Garden and Landscape Mulch
Mulch is a very useful item in both gardens and landscaping. It can be used
around almost all plants: trees, bushes, shrubs, flowers, vegetables, and
herbs. It has many benefits and uses, from decorative, to practical in keeping
weeds down, to name a few. Most likely you are, or will be, using much around
your yard, and in your gardens.
By definition, mulch is just about any material used to cover the
ground or soil, most often around some of your favorite plants and
trees. Not all mulches are organic. Those that break down over time,
can add to soil fertility and structure. But, they can also alter soil pH
for good, or bad.
Benefits and Uses:
Decorative - For landscaping applications, this is the #1 reason gardeners
and homeowners use mulch. It simply makes yards and gardens attractive. Garden
stores offer a wide assortment of mulches, which add to the beauty of your
home and garden.
Warm or cool soil - Thin, black or dark layers of mulch absorb heat form
the sun, transferring some of the extra heat to the soil. White or light
colored mulches reflect much of the intense rays of the sun, helping to keep
soil temperatures lower.
Keep weeds down - Thick or impenetrable layers of mulch, keep all but the
most pesky weeds from sprouting and growing. It's a whole lot easier to lay
down a thick layer of mulch, than spend countless hours weeding.
Retain soil moisture - In any combination of sunny, dry and windy conditions,
moisture is released from the soil. Mulch helps to retain the moisture for
your plants. That translates to healthier plants, less time spent watering,
and lower water bills.
Helps avoid soil erosion - Heavy rains are slowed. depending upon the type
of mulch, water is diverted away.
Fertilize plants - Not all mulches fertilize the soil. However, if you use
compost as a mulch, it will help to fertilize your soil as it breaks down.
Types of Mulch:
Decorative Stones - Wildly popular as a landscaping mulch around trees, bushes,
and flower gardens. Long lasting and low maintenance.
Compost - This is a great short term mulch. It is frequently used in flower
and vegetable gardens. As it breaks down, it provides a wealth of fertilizer
and micro-nutrients to garden plants. When, using compost as a mulch, you
have to re-apply it frequently.
Pine Bark - This a a very popular, and inexpensive mulch. It creates an
attractive appearance. Pine back is acidic. As it slowly breaks down, it
can make the soil more acidic.
Other Barks - There's a wide variety of bark mulch, offering homeowners a
wide selection in landscaping around their home. The pH of each type of bark
varies, and can affect soil pH over time.
Compost - Compost offers a treasure trove of N-P-K and micro-nutrients.
It is broadly used by home gardeners. It is often used as a mulch in flower
and vegetable gardens. It breaks down fairly quickly, so multiple applications
may be needed during the year.
Cocoa Shells - They were the rage in the 60's ad 70's. When this mulch is
first applied, it has a very strong, appealing aroma. Cocoa Shells were commonly
used as a mulch around flower gardens, trees and shrubs.

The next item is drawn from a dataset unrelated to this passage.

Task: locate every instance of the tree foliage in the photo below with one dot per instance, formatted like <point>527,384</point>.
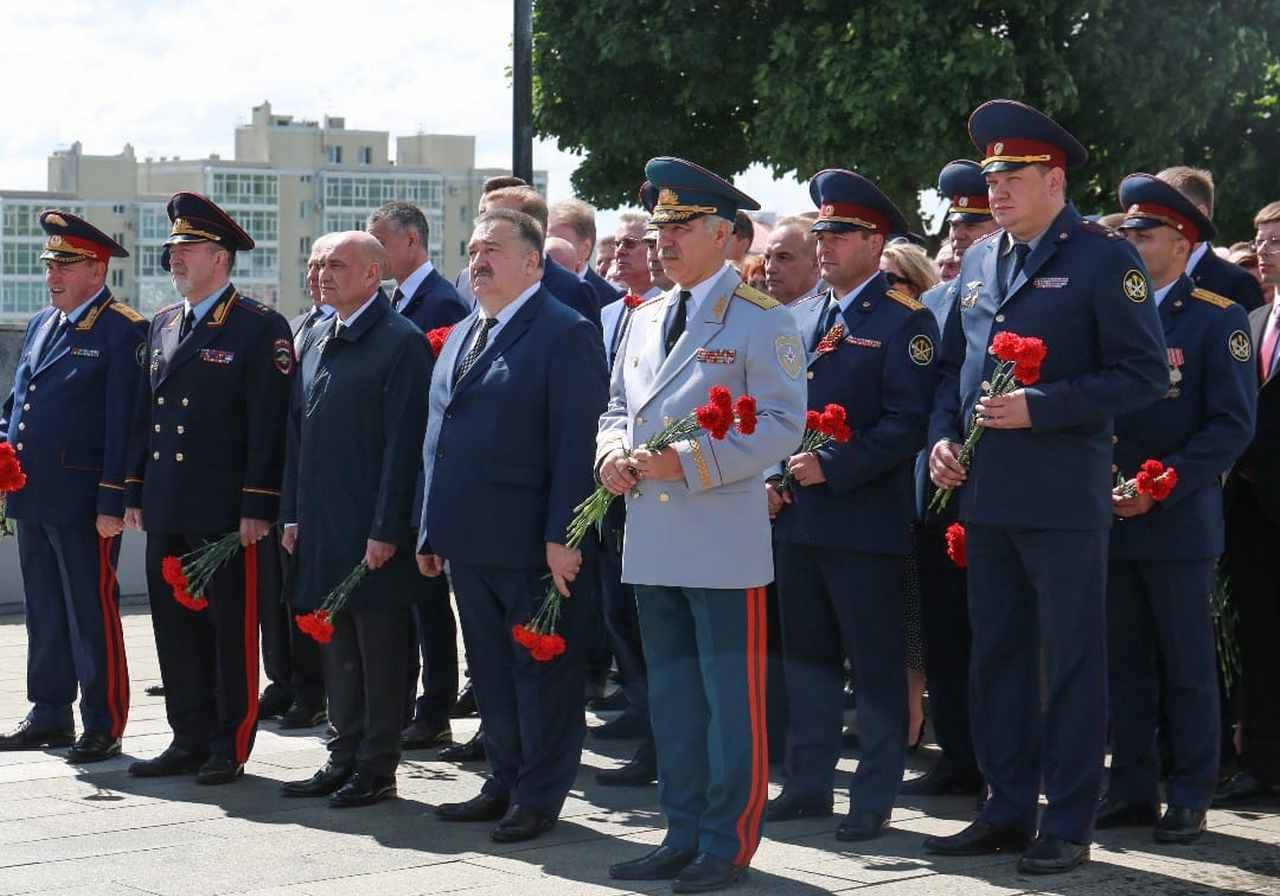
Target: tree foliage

Plastic Sheeting - It's often used to knock out weeds. Once the weeds are
gone, many people leave it on the soil. Just remember: black plastic will
raise soil temperatures, while white plastic will lower it.
Straw - If you are planting new grass in hot, dry weather, chances are you
mulch straw over the seeds until they sprout. Some of the straw breaks down
into the soil during this process. The remainder is raked off the new lawn.